The No Boundaries Coalition outlined its efforts to force oversight on the Police Department to members of the City Council this week, after the scathing U.S. Department of Justice investigation recently revealed a pattern of unlawful practices, including use of excessive force and harassment of protesters.
“The current structures for accountability aren’t working,” said Rebecca Nagle, one of the coalition leaders.
“This is a generational moment for Baltimore City,” Nagle told members of the City Council at its weekly luncheon Monday. “If we don’t get radical reform for the Baltimore Police Department, we will be in the same crisis we’re in currently, five years from now, 10 years from now.”

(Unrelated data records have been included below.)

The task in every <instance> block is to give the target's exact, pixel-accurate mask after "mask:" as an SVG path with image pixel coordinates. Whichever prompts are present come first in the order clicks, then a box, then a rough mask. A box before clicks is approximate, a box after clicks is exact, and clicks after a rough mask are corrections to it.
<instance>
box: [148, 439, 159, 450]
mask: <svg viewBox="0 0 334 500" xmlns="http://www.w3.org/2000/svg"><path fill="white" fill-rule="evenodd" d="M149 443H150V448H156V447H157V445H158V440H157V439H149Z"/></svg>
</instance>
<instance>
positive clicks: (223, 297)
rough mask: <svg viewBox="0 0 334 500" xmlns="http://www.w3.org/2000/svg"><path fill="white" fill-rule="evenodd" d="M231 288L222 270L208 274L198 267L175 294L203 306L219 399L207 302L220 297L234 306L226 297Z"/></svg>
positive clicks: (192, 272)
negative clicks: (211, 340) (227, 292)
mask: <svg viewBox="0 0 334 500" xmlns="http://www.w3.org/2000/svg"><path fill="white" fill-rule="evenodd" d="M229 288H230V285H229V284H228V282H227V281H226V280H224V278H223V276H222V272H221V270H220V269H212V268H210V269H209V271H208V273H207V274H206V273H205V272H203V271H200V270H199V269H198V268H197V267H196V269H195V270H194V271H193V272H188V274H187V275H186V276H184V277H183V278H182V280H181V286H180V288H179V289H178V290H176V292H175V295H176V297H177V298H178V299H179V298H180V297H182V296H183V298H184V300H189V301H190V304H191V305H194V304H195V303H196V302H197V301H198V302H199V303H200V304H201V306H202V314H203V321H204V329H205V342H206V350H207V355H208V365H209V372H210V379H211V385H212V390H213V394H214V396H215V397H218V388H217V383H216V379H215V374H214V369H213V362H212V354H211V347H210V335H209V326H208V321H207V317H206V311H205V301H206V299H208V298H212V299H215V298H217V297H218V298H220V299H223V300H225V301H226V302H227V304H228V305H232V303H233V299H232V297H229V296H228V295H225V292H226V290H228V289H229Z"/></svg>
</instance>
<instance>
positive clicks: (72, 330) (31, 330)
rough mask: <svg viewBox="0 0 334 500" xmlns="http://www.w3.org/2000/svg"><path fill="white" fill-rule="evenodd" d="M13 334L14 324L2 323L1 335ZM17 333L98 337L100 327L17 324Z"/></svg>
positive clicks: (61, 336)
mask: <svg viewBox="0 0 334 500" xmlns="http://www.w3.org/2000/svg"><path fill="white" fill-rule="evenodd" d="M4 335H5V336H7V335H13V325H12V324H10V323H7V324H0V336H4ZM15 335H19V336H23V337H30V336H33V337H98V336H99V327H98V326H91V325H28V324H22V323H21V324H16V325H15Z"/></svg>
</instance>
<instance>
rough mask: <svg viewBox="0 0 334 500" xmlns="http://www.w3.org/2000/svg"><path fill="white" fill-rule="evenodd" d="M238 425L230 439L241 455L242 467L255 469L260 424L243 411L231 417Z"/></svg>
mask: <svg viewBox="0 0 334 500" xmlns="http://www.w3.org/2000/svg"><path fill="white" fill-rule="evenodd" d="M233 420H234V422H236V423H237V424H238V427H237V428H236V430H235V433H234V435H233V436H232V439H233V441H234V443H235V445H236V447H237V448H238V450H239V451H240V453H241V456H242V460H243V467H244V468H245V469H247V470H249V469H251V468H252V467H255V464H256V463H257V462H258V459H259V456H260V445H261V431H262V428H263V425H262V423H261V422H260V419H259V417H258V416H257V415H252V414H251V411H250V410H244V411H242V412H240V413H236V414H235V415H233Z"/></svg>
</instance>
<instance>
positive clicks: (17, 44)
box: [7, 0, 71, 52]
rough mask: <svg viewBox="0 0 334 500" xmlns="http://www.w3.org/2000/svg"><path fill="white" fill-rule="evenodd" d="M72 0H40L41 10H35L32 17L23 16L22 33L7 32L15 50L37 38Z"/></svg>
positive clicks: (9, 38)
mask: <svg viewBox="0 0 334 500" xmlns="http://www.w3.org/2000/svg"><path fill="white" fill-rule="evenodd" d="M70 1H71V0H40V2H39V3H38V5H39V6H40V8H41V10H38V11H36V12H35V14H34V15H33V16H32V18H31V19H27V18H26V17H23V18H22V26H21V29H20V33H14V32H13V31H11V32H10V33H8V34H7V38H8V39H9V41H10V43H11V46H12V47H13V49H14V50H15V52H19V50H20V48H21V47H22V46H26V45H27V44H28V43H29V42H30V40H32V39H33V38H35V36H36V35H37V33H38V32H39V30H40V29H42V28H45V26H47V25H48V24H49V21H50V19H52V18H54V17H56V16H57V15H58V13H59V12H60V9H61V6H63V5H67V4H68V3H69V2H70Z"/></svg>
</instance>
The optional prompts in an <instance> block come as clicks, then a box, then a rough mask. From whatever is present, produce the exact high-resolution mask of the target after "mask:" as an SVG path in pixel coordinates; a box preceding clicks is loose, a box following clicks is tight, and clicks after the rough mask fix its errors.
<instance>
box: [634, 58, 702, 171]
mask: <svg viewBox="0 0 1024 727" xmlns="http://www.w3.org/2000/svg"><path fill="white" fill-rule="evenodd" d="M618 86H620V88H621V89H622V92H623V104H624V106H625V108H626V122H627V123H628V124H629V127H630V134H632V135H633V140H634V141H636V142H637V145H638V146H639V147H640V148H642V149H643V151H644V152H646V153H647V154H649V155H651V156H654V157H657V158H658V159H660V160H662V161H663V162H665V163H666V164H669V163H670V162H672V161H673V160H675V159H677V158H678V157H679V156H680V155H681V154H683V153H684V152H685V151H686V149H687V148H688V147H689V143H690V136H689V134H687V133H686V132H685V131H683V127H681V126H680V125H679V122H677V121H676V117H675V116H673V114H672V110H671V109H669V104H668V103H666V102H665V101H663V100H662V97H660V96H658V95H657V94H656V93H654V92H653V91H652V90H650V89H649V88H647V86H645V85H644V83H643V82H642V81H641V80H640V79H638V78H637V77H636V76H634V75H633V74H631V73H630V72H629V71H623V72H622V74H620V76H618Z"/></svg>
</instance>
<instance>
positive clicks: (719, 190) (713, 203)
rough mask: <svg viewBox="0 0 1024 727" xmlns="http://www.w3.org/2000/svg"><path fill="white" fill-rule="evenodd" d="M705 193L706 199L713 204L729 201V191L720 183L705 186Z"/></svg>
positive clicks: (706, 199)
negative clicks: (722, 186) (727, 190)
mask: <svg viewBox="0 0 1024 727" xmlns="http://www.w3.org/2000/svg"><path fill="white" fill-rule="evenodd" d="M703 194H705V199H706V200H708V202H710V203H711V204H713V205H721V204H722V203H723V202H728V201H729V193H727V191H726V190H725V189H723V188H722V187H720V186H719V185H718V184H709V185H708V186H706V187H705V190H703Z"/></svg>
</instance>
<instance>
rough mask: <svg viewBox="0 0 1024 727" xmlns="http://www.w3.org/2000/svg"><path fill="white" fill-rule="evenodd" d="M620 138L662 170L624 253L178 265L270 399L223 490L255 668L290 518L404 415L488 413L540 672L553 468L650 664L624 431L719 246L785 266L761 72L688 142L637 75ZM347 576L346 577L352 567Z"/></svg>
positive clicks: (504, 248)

The coalition plans to outline the full details of the “People’s Decree of Central West Baltimore” at a news conference at 9 a.m. Thursday at St. Peter Claver Catholic Church in Sandtown-Winchester.
The group is looking for elected officials and community members to sign on to the plan to present to officials, as the Justice Department develops a consent decree with the Police Department that would enact sweeping reforms. The consent decree, which follows the August report, is expected by November.
Nagle said the Office of Police Accountability would investigate a variety of matters, such as instances when the same person is stopped by police at least twice in a six-month period or when a person alleges evidence is destroyed or planted. Its staff would be newly hired, including no one who previously worked for the Police Department.
The office would have an operating budget of at least $500,000 and report to a board made up of community members, the police commissioner, a mayoral appointee and a representative from the police union.
The “People’s Decree” was developed after extensive community outreach and consultations with legal experts and incorporates problems uncovered in the Justice Department report, Nagle said.